49 C’est ce que Lévi-Strauss semble avoir aperçu – sans tirer toutes les conséquences de cette intuition – lorsqu’il oppose les deux disciplines qui lui paraissent les plus marquantes des sciences sociales et humaines : la démographie et la linguistique [ 1973, p. 348].
50 En effet, la démographie au sens le plus extensif du terme, c’est-à-dire définie comme une « théorie des ensembles renouvelés » [Sauvy, 1959, p. 10], est typiquement une science sociale qui étudie des phénomènes collectifs assujettis à des lois différentielles. Alors que la linguistique, qui étudie ces systèmes de signes hautement spécifiques que sont les langues naturelles, est typiquement une science humaine (et non une science sociale) dont l’objet est régi par des lois intégrales.
51 Ce dernier point n’est pas trivial. Car eu égard aux fonctions sociales du langage, on peut être tenté d’expliquer les structures linguistiques par les interactions des locuteurs et par les nécessités de la communication.
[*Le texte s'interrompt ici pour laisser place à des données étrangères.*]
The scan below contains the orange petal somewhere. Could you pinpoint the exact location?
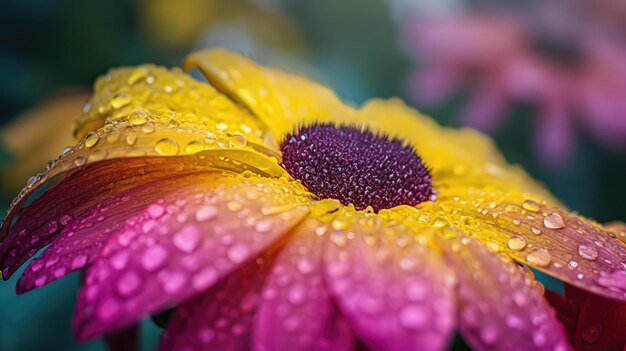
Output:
[184,49,354,141]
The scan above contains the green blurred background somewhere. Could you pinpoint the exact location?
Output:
[0,0,626,351]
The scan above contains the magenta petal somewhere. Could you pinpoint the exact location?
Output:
[74,176,308,339]
[159,257,272,351]
[324,215,455,351]
[253,220,354,351]
[0,158,210,279]
[442,234,570,351]
[17,175,204,293]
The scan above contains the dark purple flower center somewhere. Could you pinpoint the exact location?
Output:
[280,124,433,212]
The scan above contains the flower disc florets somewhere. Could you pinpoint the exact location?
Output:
[281,124,433,212]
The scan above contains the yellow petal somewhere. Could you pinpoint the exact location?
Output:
[74,65,276,149]
[0,91,89,193]
[184,49,354,141]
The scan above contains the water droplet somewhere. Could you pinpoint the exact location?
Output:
[287,285,306,305]
[506,235,526,251]
[398,305,430,329]
[148,204,165,219]
[226,244,249,264]
[115,271,141,297]
[526,249,551,267]
[578,244,598,261]
[154,138,178,156]
[543,213,565,229]
[85,132,100,148]
[433,217,450,229]
[111,93,131,109]
[191,267,219,291]
[70,255,88,269]
[582,323,604,345]
[296,257,315,274]
[522,200,540,212]
[596,271,626,292]
[141,245,168,272]
[160,271,187,295]
[126,67,148,85]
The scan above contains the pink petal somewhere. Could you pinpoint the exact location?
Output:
[254,219,354,351]
[159,256,277,351]
[461,77,510,132]
[17,174,205,293]
[409,65,464,106]
[441,231,571,351]
[0,156,213,279]
[324,213,454,351]
[74,174,309,339]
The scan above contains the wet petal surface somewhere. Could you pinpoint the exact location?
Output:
[439,227,571,351]
[159,255,272,351]
[324,211,455,350]
[17,169,209,293]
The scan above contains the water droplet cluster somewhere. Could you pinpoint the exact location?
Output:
[72,174,310,336]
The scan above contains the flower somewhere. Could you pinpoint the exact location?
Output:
[0,49,626,350]
[405,1,626,166]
Il y a une quarantaine d’années, c’est ce que cherchaient à faire par exemple, André Martinet et ses disciples [Martinet, 1955; 1964, chap. VI]. Mais Chomsky a montré que seuls quelques traits secondaires des langues pouvaient relever d’une telle explication, et il a donné de bonnes raisons d’assimiler le langage à un organe, c’est-à-dire à un objet absolu. Quant à Jakobson, la manière dont il envisage la formation d’un système phonologique (à partir d’un triangle fondamental qui se dédouble en un triangle vocalique et un triangle consonantique, etc.) n’a rien de commun avec la description d’un phénomène social proprement dit, mais ressemble plutôt à la façon dont un embryologiste décrit la formation d’un organisme à partir d’un germe.
52 D’une manière générale, on a manifestement affaire, dans les sociétés humaines, aux deux types de phénomènes et de lois mis en évidence par P.Auger : objets absolus et lois intégrales, phénomènes collectifs et lois différentielles. Mais le structuralisme, pourrait-on dire, ne voit que les premiers et a tendance a tout réduire à eux; alors que l’individualisme méthodologique, prenant les choses par l’autre bout, risque de faire la réduction inverse. Durkheim, quant à lui, rangeait indistinctement ces deux sortes de choses sous l’étiquette générale du « social » – comme on le voit par exemple, quand il illustre la transcendance de la société par rapport à l’individu aussi bien par les règles du langage ou de la parenté que par l’effervescence ou la panique d’une foule en délire. Grâce aux approches complémentaires du structuralisme et de l’individualisme, dont la dualité est désormais fondée en raison, on devrait pouvoir éviter ce genre de confusions. Du moins en principe, car encore faut-il parvenir à distinguer clairement le « culturel » du « social » et, ensuite, à réarticuler ces deux ordres de phénomènes de manière cohérente. Pour l’heure, on aurait déjà bien avancé si tout le monde s’accordait à reconnaître que, pour étudier un groupe humain quelconque, il est légitime et nécessaire de faire successivement droit à l’individualisme méthodologique et au principe de l’autonomie ontologique des cultures, selon qu’on procède à une approche plus « sociologique » ou à une approche plus « anthropologique » – les deux approches ayant chacune leurs limites et leurs domaines de validité.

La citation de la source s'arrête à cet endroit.